•  
  •  
 

University of Pennsylvania Journal of International Law

Publication Date

Winter 2024

First Page

1

Document Type

Article

Abstract

In the wake of the Supreme Court’s ruling in Dobbs v. Jackson Women’s Health Organization, many reproductive rights advocates are starting to apply a human rights framework to argue for expanding access to abortion in the United States—a strategy that has been employed successfully in international contexts for decades. International human rights law scholars have focused primarily on the right to abortion found in treaties to which the United States is a party. Those conversations have largely omitted a discussion of the Convention on the Elimination of All Forms of Discrimination against Women (“CEDAW”), the international women’s human rights treaty which the United States signed in 1980 but has failed to ratify. As a signatory to the treaty, what, if any, obligations does the United States have to protect access to abortion?

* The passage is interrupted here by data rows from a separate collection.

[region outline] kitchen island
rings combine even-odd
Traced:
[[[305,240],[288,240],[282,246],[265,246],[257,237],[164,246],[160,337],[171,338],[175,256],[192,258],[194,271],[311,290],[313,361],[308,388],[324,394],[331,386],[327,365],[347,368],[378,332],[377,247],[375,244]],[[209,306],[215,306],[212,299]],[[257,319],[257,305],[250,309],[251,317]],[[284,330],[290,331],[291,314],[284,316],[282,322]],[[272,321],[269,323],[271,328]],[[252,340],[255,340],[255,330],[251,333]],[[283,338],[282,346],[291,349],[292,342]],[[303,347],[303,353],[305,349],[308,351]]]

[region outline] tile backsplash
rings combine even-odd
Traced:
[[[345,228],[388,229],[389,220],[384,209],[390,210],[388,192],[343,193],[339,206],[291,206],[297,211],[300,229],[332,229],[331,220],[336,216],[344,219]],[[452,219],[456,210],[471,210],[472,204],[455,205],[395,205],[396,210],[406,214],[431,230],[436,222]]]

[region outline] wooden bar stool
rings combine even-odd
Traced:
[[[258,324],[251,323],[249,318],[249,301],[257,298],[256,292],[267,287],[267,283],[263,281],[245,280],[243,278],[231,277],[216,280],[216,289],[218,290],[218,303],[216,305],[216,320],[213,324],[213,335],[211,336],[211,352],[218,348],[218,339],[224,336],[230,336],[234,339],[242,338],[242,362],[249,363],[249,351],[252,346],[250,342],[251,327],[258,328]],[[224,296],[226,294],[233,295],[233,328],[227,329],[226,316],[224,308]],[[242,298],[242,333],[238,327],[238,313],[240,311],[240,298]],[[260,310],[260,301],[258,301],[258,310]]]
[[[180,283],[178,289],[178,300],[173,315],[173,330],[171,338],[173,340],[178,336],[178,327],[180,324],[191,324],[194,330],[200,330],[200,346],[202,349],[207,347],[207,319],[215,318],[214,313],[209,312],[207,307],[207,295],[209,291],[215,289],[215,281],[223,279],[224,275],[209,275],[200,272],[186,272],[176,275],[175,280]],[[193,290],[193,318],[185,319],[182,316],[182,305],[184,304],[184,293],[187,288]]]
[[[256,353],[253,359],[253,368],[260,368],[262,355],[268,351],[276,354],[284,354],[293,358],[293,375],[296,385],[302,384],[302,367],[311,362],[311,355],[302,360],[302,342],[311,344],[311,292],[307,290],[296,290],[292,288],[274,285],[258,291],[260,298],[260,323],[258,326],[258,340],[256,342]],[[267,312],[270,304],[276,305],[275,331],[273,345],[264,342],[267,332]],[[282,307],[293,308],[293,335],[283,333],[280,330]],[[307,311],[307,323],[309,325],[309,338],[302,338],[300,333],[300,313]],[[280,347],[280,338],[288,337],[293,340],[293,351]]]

This Article argues that, under Article 18(a) of the Vienna Convention, the United States has obligations with respect to CEDAW, a previously unexplored avenue in international human rights law. Article 18(a) of the Vienna Convention, reflecting customary international law, requires states that have signed a treaty but not ratified it to “refrain from acts which would defeat the object and purpose of a treaty[.]” Using authoritative interpretations of CEDAW in the form of general recommendations, jurisprudence, and concluding observations as a guide, the Article argues that the right to abortion is central to the object and purpose of CEDAW. The Article concludes that the United States Supreme Court’s decision in Dobbs v. Jackson Women’s Health Organization constitutes a defeat of that object and purpose in violation of Article 18(a) of the Vienna Convention.